Circumcentering approximate reflections for solving the convex feasibility problem

TL;DR

This paper introduces CARM, an efficient variation of CRM that uses approximate projections to solve convex feasibility problems with proven convergence and competitive performance.

Contribution

The paper proposes CARM, a novel method using outer-approximate projections for convex feasibility, with proven convergence and linear rates under certain conditions.

Findings

CARM converges to a solution under general conditions.

CARM achieves linear convergence with an error bound.

Numerical results show CARM's efficiency compared to CRM and MAP.

Abstract

The circumcentered-reflection method (CRM) has been applied for solving convex feasibility problems. CRM iterates by computing a circumcenter upon a composition of reflections with respect to convex sets. Since reflections are based on exact projections, their computation might be costly. In this regard, we introduce the circumcentered approximate-reflection method (CARM), whose reflections rely on outer-approximate projections.
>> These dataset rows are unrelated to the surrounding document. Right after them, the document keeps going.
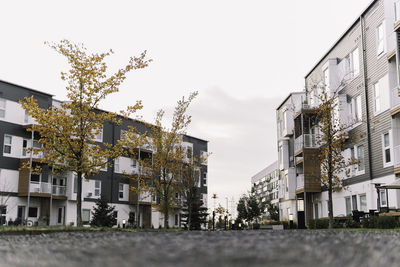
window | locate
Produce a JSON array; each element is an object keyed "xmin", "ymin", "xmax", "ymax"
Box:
[
  {"xmin": 282, "ymin": 110, "xmax": 287, "ymax": 132},
  {"xmin": 93, "ymin": 126, "xmax": 103, "ymax": 142},
  {"xmin": 186, "ymin": 147, "xmax": 193, "ymax": 159},
  {"xmin": 374, "ymin": 82, "xmax": 381, "ymax": 114},
  {"xmin": 28, "ymin": 207, "xmax": 38, "ymax": 218},
  {"xmin": 119, "ymin": 183, "xmax": 124, "ymax": 199},
  {"xmin": 356, "ymin": 145, "xmax": 365, "ymax": 173},
  {"xmin": 22, "ymin": 139, "xmax": 28, "ymax": 156},
  {"xmin": 0, "ymin": 206, "xmax": 6, "ymax": 225},
  {"xmin": 73, "ymin": 175, "xmax": 78, "ymax": 194},
  {"xmin": 0, "ymin": 98, "xmax": 5, "ymax": 118},
  {"xmin": 373, "ymin": 75, "xmax": 389, "ymax": 115},
  {"xmin": 352, "ymin": 195, "xmax": 358, "ymax": 211},
  {"xmin": 314, "ymin": 203, "xmax": 319, "ymax": 219},
  {"xmin": 350, "ymin": 48, "xmax": 360, "ymax": 77},
  {"xmin": 345, "ymin": 197, "xmax": 351, "ymax": 216},
  {"xmin": 377, "ymin": 22, "xmax": 385, "ymax": 56},
  {"xmin": 203, "ymin": 172, "xmax": 207, "ymax": 186},
  {"xmin": 94, "ymin": 180, "xmax": 101, "ymax": 197},
  {"xmin": 114, "ymin": 158, "xmax": 120, "ymax": 173},
  {"xmin": 82, "ymin": 209, "xmax": 90, "ymax": 224},
  {"xmin": 382, "ymin": 132, "xmax": 392, "ymax": 167},
  {"xmin": 3, "ymin": 135, "xmax": 11, "ymax": 154},
  {"xmin": 359, "ymin": 194, "xmax": 367, "ymax": 212},
  {"xmin": 24, "ymin": 110, "xmax": 29, "ymax": 123},
  {"xmin": 33, "ymin": 140, "xmax": 41, "ymax": 148},
  {"xmin": 130, "ymin": 158, "xmax": 137, "ymax": 168},
  {"xmin": 396, "ymin": 1, "xmax": 400, "ymax": 22},
  {"xmin": 380, "ymin": 189, "xmax": 387, "ymax": 207},
  {"xmin": 351, "ymin": 95, "xmax": 362, "ymax": 122},
  {"xmin": 323, "ymin": 66, "xmax": 330, "ymax": 91},
  {"xmin": 175, "ymin": 214, "xmax": 179, "ymax": 226}
]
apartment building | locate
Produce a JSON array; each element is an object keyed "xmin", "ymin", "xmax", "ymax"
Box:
[
  {"xmin": 251, "ymin": 161, "xmax": 279, "ymax": 219},
  {"xmin": 277, "ymin": 0, "xmax": 400, "ymax": 227},
  {"xmin": 0, "ymin": 80, "xmax": 208, "ymax": 228}
]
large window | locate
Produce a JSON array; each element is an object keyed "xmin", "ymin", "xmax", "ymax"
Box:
[
  {"xmin": 359, "ymin": 194, "xmax": 367, "ymax": 212},
  {"xmin": 382, "ymin": 132, "xmax": 392, "ymax": 167},
  {"xmin": 380, "ymin": 190, "xmax": 387, "ymax": 207},
  {"xmin": 352, "ymin": 95, "xmax": 362, "ymax": 122},
  {"xmin": 82, "ymin": 209, "xmax": 90, "ymax": 224},
  {"xmin": 3, "ymin": 135, "xmax": 12, "ymax": 154},
  {"xmin": 0, "ymin": 98, "xmax": 5, "ymax": 118},
  {"xmin": 377, "ymin": 22, "xmax": 385, "ymax": 56},
  {"xmin": 94, "ymin": 180, "xmax": 101, "ymax": 197},
  {"xmin": 203, "ymin": 172, "xmax": 207, "ymax": 186},
  {"xmin": 356, "ymin": 145, "xmax": 365, "ymax": 173},
  {"xmin": 373, "ymin": 75, "xmax": 389, "ymax": 115},
  {"xmin": 350, "ymin": 48, "xmax": 360, "ymax": 77},
  {"xmin": 345, "ymin": 197, "xmax": 351, "ymax": 216},
  {"xmin": 73, "ymin": 174, "xmax": 78, "ymax": 193},
  {"xmin": 352, "ymin": 195, "xmax": 358, "ymax": 211}
]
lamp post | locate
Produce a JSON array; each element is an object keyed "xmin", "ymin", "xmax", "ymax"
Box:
[
  {"xmin": 289, "ymin": 213, "xmax": 294, "ymax": 229},
  {"xmin": 122, "ymin": 219, "xmax": 126, "ymax": 229}
]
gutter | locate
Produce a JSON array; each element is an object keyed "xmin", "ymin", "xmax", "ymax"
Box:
[{"xmin": 360, "ymin": 15, "xmax": 374, "ymax": 180}]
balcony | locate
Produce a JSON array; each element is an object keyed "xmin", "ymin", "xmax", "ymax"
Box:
[
  {"xmin": 294, "ymin": 134, "xmax": 318, "ymax": 155},
  {"xmin": 30, "ymin": 182, "xmax": 51, "ymax": 194},
  {"xmin": 296, "ymin": 174, "xmax": 304, "ymax": 191},
  {"xmin": 52, "ymin": 185, "xmax": 67, "ymax": 196},
  {"xmin": 390, "ymin": 87, "xmax": 400, "ymax": 116}
]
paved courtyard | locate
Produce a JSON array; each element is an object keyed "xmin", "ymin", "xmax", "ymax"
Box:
[{"xmin": 0, "ymin": 230, "xmax": 399, "ymax": 267}]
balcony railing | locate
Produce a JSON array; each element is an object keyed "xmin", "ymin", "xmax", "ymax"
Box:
[
  {"xmin": 296, "ymin": 174, "xmax": 304, "ymax": 190},
  {"xmin": 30, "ymin": 182, "xmax": 51, "ymax": 194},
  {"xmin": 394, "ymin": 145, "xmax": 400, "ymax": 167},
  {"xmin": 295, "ymin": 134, "xmax": 318, "ymax": 152},
  {"xmin": 52, "ymin": 185, "xmax": 67, "ymax": 196}
]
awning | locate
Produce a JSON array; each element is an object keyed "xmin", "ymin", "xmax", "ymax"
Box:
[{"xmin": 377, "ymin": 180, "xmax": 400, "ymax": 189}]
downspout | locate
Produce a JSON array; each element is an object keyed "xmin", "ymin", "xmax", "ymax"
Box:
[{"xmin": 360, "ymin": 15, "xmax": 374, "ymax": 181}]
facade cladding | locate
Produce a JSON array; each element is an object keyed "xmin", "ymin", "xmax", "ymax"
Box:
[
  {"xmin": 273, "ymin": 0, "xmax": 400, "ymax": 227},
  {"xmin": 0, "ymin": 80, "xmax": 208, "ymax": 227}
]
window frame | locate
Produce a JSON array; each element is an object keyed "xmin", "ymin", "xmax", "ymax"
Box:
[
  {"xmin": 355, "ymin": 144, "xmax": 365, "ymax": 175},
  {"xmin": 395, "ymin": 1, "xmax": 400, "ymax": 22},
  {"xmin": 376, "ymin": 21, "xmax": 386, "ymax": 57},
  {"xmin": 3, "ymin": 135, "xmax": 12, "ymax": 154},
  {"xmin": 382, "ymin": 131, "xmax": 393, "ymax": 168},
  {"xmin": 119, "ymin": 183, "xmax": 124, "ymax": 200},
  {"xmin": 0, "ymin": 98, "xmax": 5, "ymax": 118},
  {"xmin": 94, "ymin": 180, "xmax": 101, "ymax": 197}
]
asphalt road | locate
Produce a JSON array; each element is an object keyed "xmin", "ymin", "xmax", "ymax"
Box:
[{"xmin": 0, "ymin": 230, "xmax": 398, "ymax": 267}]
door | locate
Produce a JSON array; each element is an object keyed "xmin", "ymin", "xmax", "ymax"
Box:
[{"xmin": 57, "ymin": 207, "xmax": 65, "ymax": 225}]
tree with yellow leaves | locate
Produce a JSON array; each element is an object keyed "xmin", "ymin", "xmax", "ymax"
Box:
[
  {"xmin": 312, "ymin": 84, "xmax": 360, "ymax": 229},
  {"xmin": 134, "ymin": 92, "xmax": 198, "ymax": 228},
  {"xmin": 20, "ymin": 40, "xmax": 151, "ymax": 226}
]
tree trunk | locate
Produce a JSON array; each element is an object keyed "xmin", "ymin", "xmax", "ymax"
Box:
[
  {"xmin": 164, "ymin": 195, "xmax": 169, "ymax": 229},
  {"xmin": 77, "ymin": 171, "xmax": 83, "ymax": 226},
  {"xmin": 328, "ymin": 178, "xmax": 333, "ymax": 229}
]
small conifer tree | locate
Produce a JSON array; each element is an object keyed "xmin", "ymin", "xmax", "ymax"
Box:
[{"xmin": 90, "ymin": 196, "xmax": 116, "ymax": 227}]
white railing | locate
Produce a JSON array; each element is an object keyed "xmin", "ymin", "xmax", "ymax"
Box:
[
  {"xmin": 394, "ymin": 145, "xmax": 400, "ymax": 167},
  {"xmin": 296, "ymin": 174, "xmax": 304, "ymax": 190},
  {"xmin": 52, "ymin": 185, "xmax": 67, "ymax": 196},
  {"xmin": 295, "ymin": 134, "xmax": 318, "ymax": 152},
  {"xmin": 30, "ymin": 182, "xmax": 51, "ymax": 194}
]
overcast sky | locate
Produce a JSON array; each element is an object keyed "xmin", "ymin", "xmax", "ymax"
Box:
[{"xmin": 0, "ymin": 0, "xmax": 372, "ymax": 213}]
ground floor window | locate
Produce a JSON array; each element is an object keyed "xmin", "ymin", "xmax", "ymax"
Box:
[
  {"xmin": 314, "ymin": 203, "xmax": 319, "ymax": 219},
  {"xmin": 82, "ymin": 209, "xmax": 90, "ymax": 224},
  {"xmin": 345, "ymin": 197, "xmax": 351, "ymax": 216},
  {"xmin": 380, "ymin": 190, "xmax": 387, "ymax": 207},
  {"xmin": 359, "ymin": 194, "xmax": 367, "ymax": 212},
  {"xmin": 28, "ymin": 207, "xmax": 38, "ymax": 218},
  {"xmin": 175, "ymin": 214, "xmax": 179, "ymax": 226},
  {"xmin": 0, "ymin": 206, "xmax": 6, "ymax": 225}
]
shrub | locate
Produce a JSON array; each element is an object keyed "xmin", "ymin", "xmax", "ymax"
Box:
[
  {"xmin": 361, "ymin": 216, "xmax": 399, "ymax": 229},
  {"xmin": 309, "ymin": 219, "xmax": 329, "ymax": 229},
  {"xmin": 344, "ymin": 220, "xmax": 360, "ymax": 228}
]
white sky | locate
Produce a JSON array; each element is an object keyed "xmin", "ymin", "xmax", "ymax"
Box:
[{"xmin": 0, "ymin": 0, "xmax": 372, "ymax": 213}]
The appeal of CARM is that, in rather general situations, the approximate projections we employ are available under low computational cost. We derive convergence of CARM and linear convergence under an error bound condition. We also present successful theoretical and numerical comparisons of CARM to the original CRM, to the classical method of alternating projections (MAP) and to a correspondent outer-approximate version of MAP, referred to as MAAP. Along with our results and numerical experiments, we present a couple of illustrative examples.